The Blu-ray contains both the original film in Indonesian as well as an English-dubbed version. Extras include audio commentary by Evans; a making-of featurette; a deleted scene; a Q&A session with Evans, Uwais and co-composer Joe Trapanese; and a piece on the action choreography.

Movie: ***

Burt Lancaster in The Train (Photo: Twilight Time)
  • Burt Lancaster in The Train (Photo: Twilight Time)

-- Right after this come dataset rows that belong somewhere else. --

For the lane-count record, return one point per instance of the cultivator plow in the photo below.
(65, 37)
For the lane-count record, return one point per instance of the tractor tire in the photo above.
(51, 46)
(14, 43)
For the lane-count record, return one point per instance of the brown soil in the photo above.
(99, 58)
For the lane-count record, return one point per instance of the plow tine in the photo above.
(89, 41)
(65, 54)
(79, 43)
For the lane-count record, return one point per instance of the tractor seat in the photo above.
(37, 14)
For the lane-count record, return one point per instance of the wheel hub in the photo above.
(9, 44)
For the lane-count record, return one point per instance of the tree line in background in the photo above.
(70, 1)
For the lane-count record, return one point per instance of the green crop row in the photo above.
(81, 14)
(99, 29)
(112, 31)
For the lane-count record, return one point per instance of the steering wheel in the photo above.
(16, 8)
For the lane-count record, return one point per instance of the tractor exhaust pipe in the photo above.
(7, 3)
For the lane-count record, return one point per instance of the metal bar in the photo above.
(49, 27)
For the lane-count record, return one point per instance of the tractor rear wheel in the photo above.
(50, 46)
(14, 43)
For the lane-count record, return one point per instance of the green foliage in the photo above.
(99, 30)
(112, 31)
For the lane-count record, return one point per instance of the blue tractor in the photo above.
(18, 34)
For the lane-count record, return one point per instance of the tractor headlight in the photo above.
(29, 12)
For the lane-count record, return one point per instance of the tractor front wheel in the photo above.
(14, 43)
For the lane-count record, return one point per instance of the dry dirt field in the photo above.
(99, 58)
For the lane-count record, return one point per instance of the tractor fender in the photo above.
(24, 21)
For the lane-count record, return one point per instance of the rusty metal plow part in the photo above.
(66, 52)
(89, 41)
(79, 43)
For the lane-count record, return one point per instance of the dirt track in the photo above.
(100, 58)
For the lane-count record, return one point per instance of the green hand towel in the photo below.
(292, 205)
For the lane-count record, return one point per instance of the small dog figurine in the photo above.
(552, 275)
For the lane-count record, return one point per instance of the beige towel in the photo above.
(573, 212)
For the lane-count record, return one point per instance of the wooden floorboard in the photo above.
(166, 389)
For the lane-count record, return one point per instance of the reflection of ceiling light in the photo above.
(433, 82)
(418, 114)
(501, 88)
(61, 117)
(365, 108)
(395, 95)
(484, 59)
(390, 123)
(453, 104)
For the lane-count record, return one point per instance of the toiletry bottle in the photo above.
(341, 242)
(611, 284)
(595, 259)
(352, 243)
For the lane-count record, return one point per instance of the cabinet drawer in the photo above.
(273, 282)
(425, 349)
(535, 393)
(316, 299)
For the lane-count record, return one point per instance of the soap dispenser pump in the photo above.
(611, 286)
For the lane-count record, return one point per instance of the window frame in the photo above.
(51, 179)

THE TRAIN (1964). Anybody impressed by the seemingly unique hook of George Clooney's middling The Monuments Men earlier this year might want to pick up a copy of John Frankenheimer's The Train to see that a similar story had already been executed — and in grander fashion, to boot. Like Clooney's film, The Train spins off from a real-life incident from World War II in order to ask the age-old question: Can Art-with-a-capital-A be worth as much as a human life? With meticulous direction by Frankenheimer and a complex, Oscar-nominated script by Franklin Coen and Frank Davis (based on Rose Valand's book Le front de l'art), this gripping picture places that philosophical query in the context of a rousing action flick notable for its astounding use of real trains (no models or miniatures were employed) and a cunning clash of wills between two formidable adversaries. On one hand, there's Colonel Von Waldheim (Paul Scofield), an erudite Nazi who plans to leave France with a huge shipment of artistic masterpieces (by fellows like Van Gogh, Picasso, Renoir and Gauguin) before the Allies arrive. On the other, there's Labiche (Burt Lancaster), a railway manager and French Resistance member who's uninterested in risking lives for paintings (despite them being tagged the nation's "pride" and "heritage") until matters take a personal turn. Crisply filmed in black-and-white and sporting small but memorable turns by French icons Jeanne Moreau (as a pragmatic innkeeper) and Michel Simon (as a crusty conductor), the film nicely delineates its central characters through grounded exposition before eventually taking off with the high-charged power of — what else? — a runaway train.

Blu-ray extras include audio commentary by Frankenheimer; separate audio commentary by film historians Julie Kirgo, Paul Seydor and Nick Redman; the theatrical trailer; and an isolated track of Maurice Jarre's score.